Turkish Cypriot authorities said on Monday that an object which hit occupied northern Cyprus appears to have been an errant Russian-made missile from Syria. They said the missile could have been a spillover of an Israeli strike on Syria and a counter response.
It is believed the missile exploded before it struck the ground as there was no crater and debris was found at a number of locations.
The object hit a mountainside north of the capital Nicosia near the village of Vouno in the Kyrenia district, at around 1 am on Monday. setting off a fire that was contained at around 3.40 am. Pieces were also found in the garden of a house in Dikomo.
The Republic of Cyprus is in contact with other countries who “must have information” on the issue, the Cyprus News Agency said.
Yesterday, the Foreign Ministry said authorities are continuously evaluating all pertinent information concerning what appears to have been an explosion in the air of a projectile whose debris crashed in the vicinity of Vouno in the Turkish-occupied area of the Republic of Cyprus shortly after midnight.
“The Cypriot authorities are engaging with the authorities of neighbouring and other friendly countries in order to gather relevant facts and information. At the present time, no definitive conclusions can be drawn concerning last night’s occurrence,” the ministry added.
Meanwhile, a well-informed source told the Cyprus News Agency on Monday evening that Cyprus has anti-missile protection systems but their readiness is determined by the potential threats and the current circumstances.
The same source described the explosion as an isolated incident that does not justify readiness as if war will erupt. “One has to act by evaluating all the information at his disposal, based on the military protocols,” the same source added.
The source went on to say that “we are evaluating information related to our defence every day, and there was no reason to activate these systems.”

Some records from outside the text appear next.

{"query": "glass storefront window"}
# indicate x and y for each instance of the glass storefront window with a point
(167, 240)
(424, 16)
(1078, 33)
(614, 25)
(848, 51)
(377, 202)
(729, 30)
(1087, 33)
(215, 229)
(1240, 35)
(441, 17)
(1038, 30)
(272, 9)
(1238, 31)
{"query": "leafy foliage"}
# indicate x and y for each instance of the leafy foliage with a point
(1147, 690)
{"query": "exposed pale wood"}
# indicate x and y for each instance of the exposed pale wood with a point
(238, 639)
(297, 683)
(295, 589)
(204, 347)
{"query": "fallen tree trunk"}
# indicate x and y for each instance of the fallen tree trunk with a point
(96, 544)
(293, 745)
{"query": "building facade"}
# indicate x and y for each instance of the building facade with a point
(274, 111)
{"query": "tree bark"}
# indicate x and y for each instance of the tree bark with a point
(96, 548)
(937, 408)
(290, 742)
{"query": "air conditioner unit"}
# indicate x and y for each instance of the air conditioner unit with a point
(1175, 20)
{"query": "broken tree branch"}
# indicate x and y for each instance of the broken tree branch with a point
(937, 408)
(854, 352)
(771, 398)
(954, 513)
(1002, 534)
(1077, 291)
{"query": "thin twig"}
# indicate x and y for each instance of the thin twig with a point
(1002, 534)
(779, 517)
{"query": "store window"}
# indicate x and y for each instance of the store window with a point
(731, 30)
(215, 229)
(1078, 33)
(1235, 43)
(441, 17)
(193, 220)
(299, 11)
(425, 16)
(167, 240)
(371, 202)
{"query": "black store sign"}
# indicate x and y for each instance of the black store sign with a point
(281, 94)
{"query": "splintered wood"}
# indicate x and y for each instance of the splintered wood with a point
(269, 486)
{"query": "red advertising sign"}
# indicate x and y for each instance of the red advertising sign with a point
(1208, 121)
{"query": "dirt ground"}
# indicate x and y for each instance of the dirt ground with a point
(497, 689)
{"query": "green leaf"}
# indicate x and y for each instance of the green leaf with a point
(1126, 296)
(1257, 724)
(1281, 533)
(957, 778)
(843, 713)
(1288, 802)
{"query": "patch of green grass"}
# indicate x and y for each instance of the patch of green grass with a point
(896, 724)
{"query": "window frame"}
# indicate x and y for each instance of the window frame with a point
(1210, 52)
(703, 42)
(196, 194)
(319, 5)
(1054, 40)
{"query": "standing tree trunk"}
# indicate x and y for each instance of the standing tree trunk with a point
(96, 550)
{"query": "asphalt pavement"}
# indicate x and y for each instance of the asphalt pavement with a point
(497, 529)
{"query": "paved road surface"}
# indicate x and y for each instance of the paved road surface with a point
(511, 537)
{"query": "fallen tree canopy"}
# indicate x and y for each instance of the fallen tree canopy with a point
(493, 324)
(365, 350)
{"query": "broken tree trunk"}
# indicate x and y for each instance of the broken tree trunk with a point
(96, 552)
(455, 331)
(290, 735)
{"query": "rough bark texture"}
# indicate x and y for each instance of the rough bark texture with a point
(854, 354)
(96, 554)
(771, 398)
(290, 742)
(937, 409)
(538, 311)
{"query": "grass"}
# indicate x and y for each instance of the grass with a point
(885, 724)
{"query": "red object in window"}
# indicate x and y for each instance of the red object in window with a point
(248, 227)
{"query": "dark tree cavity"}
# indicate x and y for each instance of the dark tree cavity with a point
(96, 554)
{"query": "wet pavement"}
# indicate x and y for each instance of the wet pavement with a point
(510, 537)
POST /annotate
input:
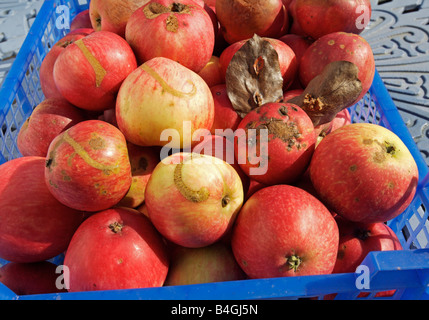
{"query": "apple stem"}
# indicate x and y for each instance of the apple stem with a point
(116, 227)
(294, 262)
(225, 201)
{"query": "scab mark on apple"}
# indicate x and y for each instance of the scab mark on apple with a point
(100, 72)
(165, 86)
(191, 195)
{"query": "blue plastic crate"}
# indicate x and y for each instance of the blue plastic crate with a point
(406, 271)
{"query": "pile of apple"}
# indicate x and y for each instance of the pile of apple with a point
(308, 193)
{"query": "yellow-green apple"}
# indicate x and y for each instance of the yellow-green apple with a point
(31, 278)
(274, 143)
(318, 18)
(35, 226)
(117, 248)
(211, 72)
(48, 119)
(143, 160)
(81, 20)
(179, 30)
(222, 147)
(89, 72)
(364, 173)
(213, 263)
(112, 15)
(225, 116)
(46, 75)
(242, 19)
(193, 199)
(163, 99)
(287, 59)
(88, 167)
(283, 231)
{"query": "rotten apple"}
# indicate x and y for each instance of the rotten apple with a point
(88, 167)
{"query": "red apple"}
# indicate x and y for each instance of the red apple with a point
(46, 73)
(283, 231)
(143, 160)
(240, 20)
(341, 119)
(287, 59)
(87, 166)
(213, 263)
(179, 30)
(212, 73)
(318, 18)
(357, 240)
(31, 278)
(48, 119)
(89, 72)
(35, 226)
(162, 98)
(81, 20)
(274, 143)
(364, 172)
(299, 44)
(112, 15)
(193, 199)
(115, 249)
(222, 147)
(225, 116)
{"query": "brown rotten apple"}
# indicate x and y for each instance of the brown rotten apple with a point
(241, 19)
(364, 173)
(112, 15)
(193, 199)
(179, 30)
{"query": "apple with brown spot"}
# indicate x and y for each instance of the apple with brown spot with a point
(88, 167)
(364, 173)
(35, 225)
(338, 46)
(89, 72)
(46, 75)
(113, 249)
(283, 231)
(193, 199)
(160, 101)
(48, 119)
(287, 59)
(113, 15)
(179, 30)
(225, 116)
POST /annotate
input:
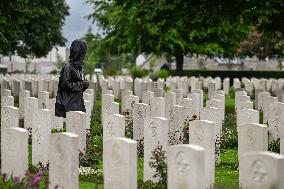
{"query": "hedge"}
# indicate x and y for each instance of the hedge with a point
(232, 74)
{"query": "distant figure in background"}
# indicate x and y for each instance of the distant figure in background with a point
(166, 66)
(72, 83)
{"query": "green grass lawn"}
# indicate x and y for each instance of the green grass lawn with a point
(226, 173)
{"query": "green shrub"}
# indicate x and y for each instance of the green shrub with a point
(229, 136)
(111, 70)
(164, 74)
(231, 74)
(274, 146)
(138, 72)
(158, 162)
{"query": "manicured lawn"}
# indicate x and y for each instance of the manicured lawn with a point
(226, 173)
(89, 185)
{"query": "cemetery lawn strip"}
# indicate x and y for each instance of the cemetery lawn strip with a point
(229, 105)
(227, 173)
(89, 185)
(140, 169)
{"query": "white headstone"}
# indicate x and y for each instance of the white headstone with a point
(158, 107)
(76, 123)
(140, 112)
(40, 137)
(186, 167)
(252, 137)
(114, 126)
(30, 112)
(202, 133)
(155, 134)
(23, 94)
(64, 161)
(14, 151)
(261, 170)
(120, 163)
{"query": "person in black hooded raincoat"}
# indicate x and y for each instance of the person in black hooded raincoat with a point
(72, 83)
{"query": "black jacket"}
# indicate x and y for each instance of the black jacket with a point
(71, 82)
(70, 91)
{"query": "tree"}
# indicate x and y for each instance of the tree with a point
(261, 44)
(31, 27)
(212, 28)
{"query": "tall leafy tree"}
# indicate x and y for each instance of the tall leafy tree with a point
(180, 27)
(31, 27)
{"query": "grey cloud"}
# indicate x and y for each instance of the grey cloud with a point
(76, 25)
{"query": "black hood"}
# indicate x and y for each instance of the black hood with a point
(78, 52)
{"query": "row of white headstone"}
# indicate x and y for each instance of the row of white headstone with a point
(252, 136)
(60, 150)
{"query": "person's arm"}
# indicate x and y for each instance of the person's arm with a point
(67, 84)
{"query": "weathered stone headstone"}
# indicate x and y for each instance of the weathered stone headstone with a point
(56, 122)
(120, 163)
(215, 103)
(200, 93)
(186, 167)
(30, 112)
(252, 137)
(14, 151)
(7, 101)
(40, 137)
(116, 89)
(76, 123)
(195, 103)
(158, 107)
(88, 106)
(146, 96)
(261, 100)
(176, 124)
(114, 126)
(155, 134)
(9, 117)
(140, 112)
(170, 101)
(246, 116)
(211, 89)
(187, 105)
(64, 161)
(15, 88)
(23, 94)
(6, 92)
(226, 85)
(261, 170)
(257, 91)
(43, 100)
(274, 120)
(202, 133)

And the source added: “We are evaluating all the details concerning this incident. We are activating the mechanisms of contact with countries from which we believe that we may take information to evaluate the incident with a view to draw reliable conclusions.”
Among these countries is the UK which maintains two military bases on the island.
Meanwhile the Mediterranean Flight Safety Foundation Executive Director, Christos Petrou told CNA, that “a missile which enters the FIR constitutes a danger for the flights’ safety and this is something that concerns us”.
“Such incidences pose a threat to flights of civil aircraft, particularly those which are landing or taking off, or have to fly at a lower altitude for any reason,” he concluded.